Though this was a major blow to them, they pushed forward and expanded. FMS initially formed as a refugee focused project and, though they have always been inclusive, now see themselves as a youth project due to the growing diversity of participants. Will recognises that as well as refugees, many young people in Athens experience discrimination and face difficult lives for a multitude of reasons;
“The demographic has changed quite considerably. For example, we currently operate two sessions a week with people from the Roma and travelling communities, who unfortunately face an extreme level of discrimination here. I am proud to say that I am part of an organisation that works with Roma kids because there aren’t many that do.”
FMS’s sessions create spaces where people with different backgrounds can come together. Will firmly believes that, over time, these spaces can form the foundation for an inclusive future;
“I really believe there is something really inherent in skateboarding that builds community. If you’re able to create a supportive atmosphere then you can create something special. That is what our sessions are about.”
Some participants are initially shy and reserved, however, Will is positive about the progress of their involvement;
“They really push themselves and learn something that is mentally and physically good for them. That experience and excitement is shared, sometimes without the need for verbal communication. It’s a very special thing being able to facilitate it and I feel lucky to have been involved in that.”

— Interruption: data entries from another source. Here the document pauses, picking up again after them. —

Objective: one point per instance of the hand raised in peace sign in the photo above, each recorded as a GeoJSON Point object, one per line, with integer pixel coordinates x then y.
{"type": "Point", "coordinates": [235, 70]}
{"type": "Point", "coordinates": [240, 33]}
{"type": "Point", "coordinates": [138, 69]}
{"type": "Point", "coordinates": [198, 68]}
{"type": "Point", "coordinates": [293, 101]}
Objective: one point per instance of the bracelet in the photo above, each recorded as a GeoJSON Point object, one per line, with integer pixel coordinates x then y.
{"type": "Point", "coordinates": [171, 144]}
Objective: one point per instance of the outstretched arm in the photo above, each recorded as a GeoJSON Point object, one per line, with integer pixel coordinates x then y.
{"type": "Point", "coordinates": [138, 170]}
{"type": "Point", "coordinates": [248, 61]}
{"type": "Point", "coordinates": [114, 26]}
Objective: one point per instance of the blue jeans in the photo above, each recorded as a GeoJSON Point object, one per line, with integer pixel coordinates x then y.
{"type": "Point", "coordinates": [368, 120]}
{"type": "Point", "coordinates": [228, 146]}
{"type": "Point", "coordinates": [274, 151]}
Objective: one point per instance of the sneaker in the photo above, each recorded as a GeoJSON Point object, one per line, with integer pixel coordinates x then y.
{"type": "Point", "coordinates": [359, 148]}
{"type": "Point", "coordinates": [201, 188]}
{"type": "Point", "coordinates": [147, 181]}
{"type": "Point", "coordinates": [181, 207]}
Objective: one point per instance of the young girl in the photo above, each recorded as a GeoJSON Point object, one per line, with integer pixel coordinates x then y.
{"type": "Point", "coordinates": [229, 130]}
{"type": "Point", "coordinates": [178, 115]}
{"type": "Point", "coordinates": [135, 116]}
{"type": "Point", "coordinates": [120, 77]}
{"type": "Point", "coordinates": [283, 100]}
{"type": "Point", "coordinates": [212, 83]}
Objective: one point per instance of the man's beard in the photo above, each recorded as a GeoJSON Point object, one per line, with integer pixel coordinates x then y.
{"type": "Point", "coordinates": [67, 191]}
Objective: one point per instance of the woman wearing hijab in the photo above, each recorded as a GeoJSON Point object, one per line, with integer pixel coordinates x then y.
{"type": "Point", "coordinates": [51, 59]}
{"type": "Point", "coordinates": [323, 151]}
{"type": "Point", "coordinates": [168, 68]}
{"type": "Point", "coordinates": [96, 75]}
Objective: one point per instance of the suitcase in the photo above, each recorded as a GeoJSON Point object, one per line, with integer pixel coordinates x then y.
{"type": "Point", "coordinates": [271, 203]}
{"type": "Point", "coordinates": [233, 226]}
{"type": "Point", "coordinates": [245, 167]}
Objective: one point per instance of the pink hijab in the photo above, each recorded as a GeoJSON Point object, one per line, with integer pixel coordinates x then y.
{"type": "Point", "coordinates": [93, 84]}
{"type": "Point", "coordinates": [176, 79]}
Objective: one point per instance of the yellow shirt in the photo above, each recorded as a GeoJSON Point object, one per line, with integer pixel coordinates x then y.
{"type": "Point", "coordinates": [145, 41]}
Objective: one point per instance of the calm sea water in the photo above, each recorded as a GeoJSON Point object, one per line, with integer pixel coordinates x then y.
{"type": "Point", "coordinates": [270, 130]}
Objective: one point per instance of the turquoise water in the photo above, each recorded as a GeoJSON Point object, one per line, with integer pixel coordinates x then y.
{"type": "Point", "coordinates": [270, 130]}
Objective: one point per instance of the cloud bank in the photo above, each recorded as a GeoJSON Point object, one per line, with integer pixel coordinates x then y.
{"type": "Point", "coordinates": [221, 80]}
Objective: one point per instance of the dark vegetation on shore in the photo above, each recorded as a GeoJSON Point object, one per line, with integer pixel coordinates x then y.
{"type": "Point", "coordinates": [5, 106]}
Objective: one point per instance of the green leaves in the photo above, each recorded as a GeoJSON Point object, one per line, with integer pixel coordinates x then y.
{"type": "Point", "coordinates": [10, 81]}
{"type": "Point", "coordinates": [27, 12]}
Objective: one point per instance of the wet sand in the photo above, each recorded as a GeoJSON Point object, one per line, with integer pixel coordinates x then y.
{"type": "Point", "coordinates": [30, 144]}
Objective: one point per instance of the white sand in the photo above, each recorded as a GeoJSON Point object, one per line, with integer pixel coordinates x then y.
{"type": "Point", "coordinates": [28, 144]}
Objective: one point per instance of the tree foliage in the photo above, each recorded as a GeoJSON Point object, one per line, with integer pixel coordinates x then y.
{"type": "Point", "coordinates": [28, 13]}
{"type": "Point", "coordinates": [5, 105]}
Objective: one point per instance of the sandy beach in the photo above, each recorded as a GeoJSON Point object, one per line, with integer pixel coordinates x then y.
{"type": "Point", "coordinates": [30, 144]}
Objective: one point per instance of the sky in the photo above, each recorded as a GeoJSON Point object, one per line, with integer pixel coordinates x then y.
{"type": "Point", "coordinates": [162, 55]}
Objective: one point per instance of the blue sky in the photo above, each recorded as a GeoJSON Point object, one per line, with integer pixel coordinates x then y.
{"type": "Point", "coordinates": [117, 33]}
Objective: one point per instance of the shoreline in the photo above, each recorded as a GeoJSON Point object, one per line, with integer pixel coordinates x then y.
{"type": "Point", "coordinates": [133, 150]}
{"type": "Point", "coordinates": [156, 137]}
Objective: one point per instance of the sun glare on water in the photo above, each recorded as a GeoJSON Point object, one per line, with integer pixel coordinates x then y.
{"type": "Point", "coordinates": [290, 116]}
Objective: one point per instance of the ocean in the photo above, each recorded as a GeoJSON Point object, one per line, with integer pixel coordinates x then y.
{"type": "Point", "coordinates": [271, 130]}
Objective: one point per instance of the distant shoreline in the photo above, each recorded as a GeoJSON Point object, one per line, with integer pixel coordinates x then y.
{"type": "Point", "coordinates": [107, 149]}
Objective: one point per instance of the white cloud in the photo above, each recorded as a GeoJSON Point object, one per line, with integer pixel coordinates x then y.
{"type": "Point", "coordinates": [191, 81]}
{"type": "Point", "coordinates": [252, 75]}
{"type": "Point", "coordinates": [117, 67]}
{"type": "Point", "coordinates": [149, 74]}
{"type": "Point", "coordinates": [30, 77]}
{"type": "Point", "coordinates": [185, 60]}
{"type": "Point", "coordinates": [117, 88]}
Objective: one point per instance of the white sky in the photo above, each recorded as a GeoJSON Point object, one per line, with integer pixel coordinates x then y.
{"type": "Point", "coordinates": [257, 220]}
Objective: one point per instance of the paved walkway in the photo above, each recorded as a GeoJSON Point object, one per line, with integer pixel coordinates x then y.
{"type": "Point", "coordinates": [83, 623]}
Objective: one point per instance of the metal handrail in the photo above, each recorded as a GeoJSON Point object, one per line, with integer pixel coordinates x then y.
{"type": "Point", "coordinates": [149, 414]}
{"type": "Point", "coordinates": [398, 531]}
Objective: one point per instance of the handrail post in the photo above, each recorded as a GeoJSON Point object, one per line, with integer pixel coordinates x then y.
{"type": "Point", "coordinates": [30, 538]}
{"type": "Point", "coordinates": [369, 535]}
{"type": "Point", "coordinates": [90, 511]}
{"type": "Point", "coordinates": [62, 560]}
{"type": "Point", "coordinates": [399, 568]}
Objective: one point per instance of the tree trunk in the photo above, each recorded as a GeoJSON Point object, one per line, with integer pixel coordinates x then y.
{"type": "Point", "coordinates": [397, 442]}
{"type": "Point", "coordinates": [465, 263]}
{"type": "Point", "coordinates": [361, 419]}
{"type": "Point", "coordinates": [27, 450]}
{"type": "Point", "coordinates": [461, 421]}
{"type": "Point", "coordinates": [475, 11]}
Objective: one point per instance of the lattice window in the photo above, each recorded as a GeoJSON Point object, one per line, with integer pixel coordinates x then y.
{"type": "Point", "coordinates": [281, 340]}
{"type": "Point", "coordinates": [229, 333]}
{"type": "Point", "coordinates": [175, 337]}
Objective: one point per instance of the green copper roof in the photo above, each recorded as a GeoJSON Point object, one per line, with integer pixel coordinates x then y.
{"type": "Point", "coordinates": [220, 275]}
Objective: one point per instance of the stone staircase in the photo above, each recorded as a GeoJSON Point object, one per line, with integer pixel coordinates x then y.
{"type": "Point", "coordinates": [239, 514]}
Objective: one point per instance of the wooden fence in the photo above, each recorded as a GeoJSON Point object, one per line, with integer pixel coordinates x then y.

FMS provide support and promote mental wellbeing, not just through the process of skateboarding but also through discussions that are had at the beginning of each session, which range from creativity to identity. Will explains that wellbeing, along with empowerment and social cohesion, are areas that they aim to expand in the future by securing a permanent space;
“We are pushing to build a skatepark. A youth centre would also be something to work towards. There’s a real lack of provision for the youth of Greece of all backgrounds and we would be really happy to be part of improving that.”
FMS has come a long way in their journey. They have overcome a myriad of challenges but have expanded their efforts and continue to provide something incredibly important for the community. Will recalls the significance of the do-it-yourself ethos;
“I think it played a really important role. It introduced me to people who believe in really pushing for something they believed in and made me want to do the same.”
Perhaps their achievements will also inspire others to push for what they believe in. It has certainly inspired me. In 2018 I saw the early stages of FMS and had the privilege of assisting in some of their sessions. Returning for their 5th birthday skate session, I found a community project more diverse, inclusive, empowering and fun than ever before. Doing-it-yourself really can achieve something special.